Pat Robertson was a senator's son from Lexington, Virginia, born to the Old South Democrat A. Willis Robertson. In the '50s, after he found Jesus, the future televangelist lived a little while in a Bedford-Stuyvesant commune that his wife called "the filthiest, ugliest, most germ-infested place I've ever been in." (It was next door to a church, and the Robertsons were there to minister to the poor.) When Pat got word that a bankrupt TV station was up for sale in Portsmouth, Virginia, he moved back south, bought the place, and in '61 became a broadcaster. Like Jerry Falwell, who had launched his Old-Time Gospel Hour in the same state five years earlier, Robertson mixed his old-time religion with a more modern showbiz spirit. (Early articles about The 700 Club constantly compared it to The Tonight Show.) Like Falwell, Robertson found that his TV ministry was both highly popular and highly profitable. And like Falwell, Robertson gradually got drawn into politics.

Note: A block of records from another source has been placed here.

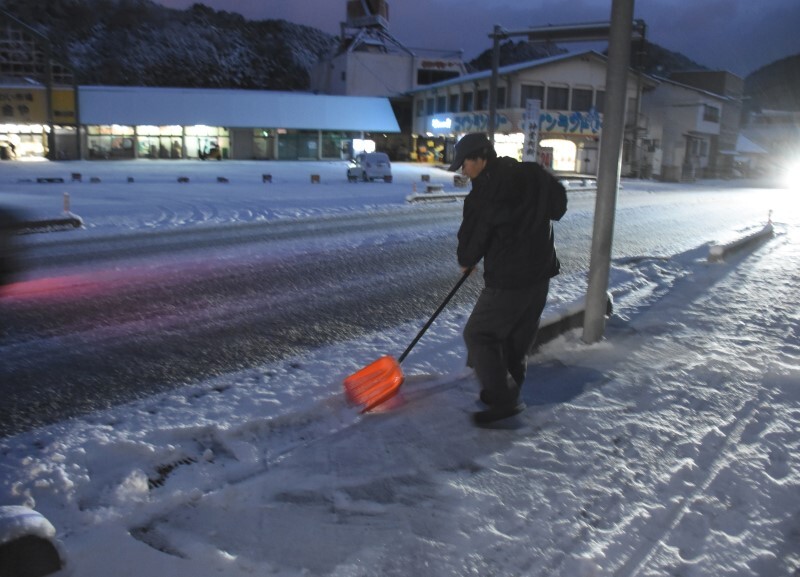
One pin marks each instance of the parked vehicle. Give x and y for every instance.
(369, 166)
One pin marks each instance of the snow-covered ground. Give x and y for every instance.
(669, 448)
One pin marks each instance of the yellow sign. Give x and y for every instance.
(29, 106)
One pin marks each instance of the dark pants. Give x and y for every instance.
(499, 334)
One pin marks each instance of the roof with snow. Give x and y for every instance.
(509, 69)
(133, 106)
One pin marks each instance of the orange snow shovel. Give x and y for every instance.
(380, 380)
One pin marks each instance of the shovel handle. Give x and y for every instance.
(435, 314)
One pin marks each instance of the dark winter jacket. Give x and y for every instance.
(507, 223)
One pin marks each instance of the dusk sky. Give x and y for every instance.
(735, 35)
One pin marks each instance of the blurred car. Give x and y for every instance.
(369, 166)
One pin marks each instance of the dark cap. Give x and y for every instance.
(468, 145)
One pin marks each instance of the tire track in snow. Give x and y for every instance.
(642, 556)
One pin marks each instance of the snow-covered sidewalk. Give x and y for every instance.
(670, 448)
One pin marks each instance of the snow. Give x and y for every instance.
(671, 447)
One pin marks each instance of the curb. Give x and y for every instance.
(27, 544)
(571, 318)
(718, 252)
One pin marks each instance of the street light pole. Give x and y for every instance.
(493, 82)
(610, 167)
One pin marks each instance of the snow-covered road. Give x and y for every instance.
(669, 448)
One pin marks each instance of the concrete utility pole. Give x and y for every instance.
(610, 167)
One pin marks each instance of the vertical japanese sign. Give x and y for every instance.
(531, 128)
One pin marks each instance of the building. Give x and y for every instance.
(369, 61)
(165, 123)
(684, 125)
(44, 114)
(565, 93)
(723, 147)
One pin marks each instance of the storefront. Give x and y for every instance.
(562, 97)
(29, 128)
(169, 124)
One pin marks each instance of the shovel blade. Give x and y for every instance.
(377, 382)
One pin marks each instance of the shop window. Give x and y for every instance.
(710, 113)
(581, 100)
(453, 103)
(466, 102)
(600, 101)
(531, 92)
(557, 98)
(483, 100)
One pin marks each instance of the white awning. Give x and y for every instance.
(134, 106)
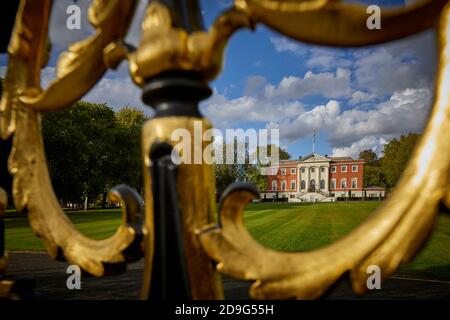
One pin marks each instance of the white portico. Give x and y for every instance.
(314, 171)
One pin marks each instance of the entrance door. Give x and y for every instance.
(312, 186)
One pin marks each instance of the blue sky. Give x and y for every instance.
(356, 98)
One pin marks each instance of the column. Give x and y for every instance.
(307, 178)
(317, 178)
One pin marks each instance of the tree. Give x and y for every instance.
(369, 156)
(396, 155)
(249, 172)
(372, 170)
(90, 148)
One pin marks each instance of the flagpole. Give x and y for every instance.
(314, 139)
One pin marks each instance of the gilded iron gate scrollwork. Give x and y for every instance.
(172, 64)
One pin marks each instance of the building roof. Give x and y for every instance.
(314, 157)
(345, 159)
(287, 162)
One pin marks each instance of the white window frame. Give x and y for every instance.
(274, 185)
(333, 184)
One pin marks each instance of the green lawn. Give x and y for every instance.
(287, 227)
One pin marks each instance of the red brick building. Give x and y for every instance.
(319, 178)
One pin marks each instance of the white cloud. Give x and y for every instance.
(352, 130)
(327, 59)
(375, 144)
(360, 97)
(325, 84)
(282, 44)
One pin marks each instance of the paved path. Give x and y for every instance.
(51, 278)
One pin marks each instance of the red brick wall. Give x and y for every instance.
(349, 175)
(288, 178)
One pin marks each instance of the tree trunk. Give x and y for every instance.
(104, 196)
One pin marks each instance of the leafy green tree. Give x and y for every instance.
(90, 149)
(396, 155)
(249, 172)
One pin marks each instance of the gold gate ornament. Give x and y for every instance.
(393, 234)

By 1987, Robertson was convinced that pressure groups like the Moral Majority and alternative media like The 700 Club weren't enough: To wield power, he would have to make a bid for the White House himself. And so he entered the race for the Republican nomination. He was the most socially conservative candidate in the field, a man who unapologetically favored legal restrictions on porn, adultery, and gay sex. (He did back down from his notion that "the only way to solve the recession and national debt" was to embrace the biblical Jubilee and cancel everyone's debts every 50 years.) He finished second in Iowa—ahead of the eventual nominee, George H.W Bush—and he won the caucuses in Alaska, Hawaii, Nevada, and Washington state. In Michigan, the county conventions were so closely fought that Robertson's campaign manager nearly got into a fistfight with a pro-Bush legislator.
A quirky footnote to the race came after Robertson dropped out and endorsed Bush. At the GOP's national convention in New Orleans, some of those Robertson die-hards from Michigan—one of them fresh from a summer seminar at the Mises Institute—flirted with the idea of thumbing their nose at the Trilateralist atop the ticket and nominating a different candidate from the floor: Libertarian Party standard-bearer Ron Paul. Among the Libertarians, this potential alliance sparked a mix of enthusiasm and repulsion that foreshadowed the movement's future culture wars. Robertson himself dropped by the delegation to discourage the idea, and Paul eventually rejected a plan to slip him into the convention with a guest pass: He decided, American Libertarian's Greg Kaza reported, that this would be "a violation of property rights."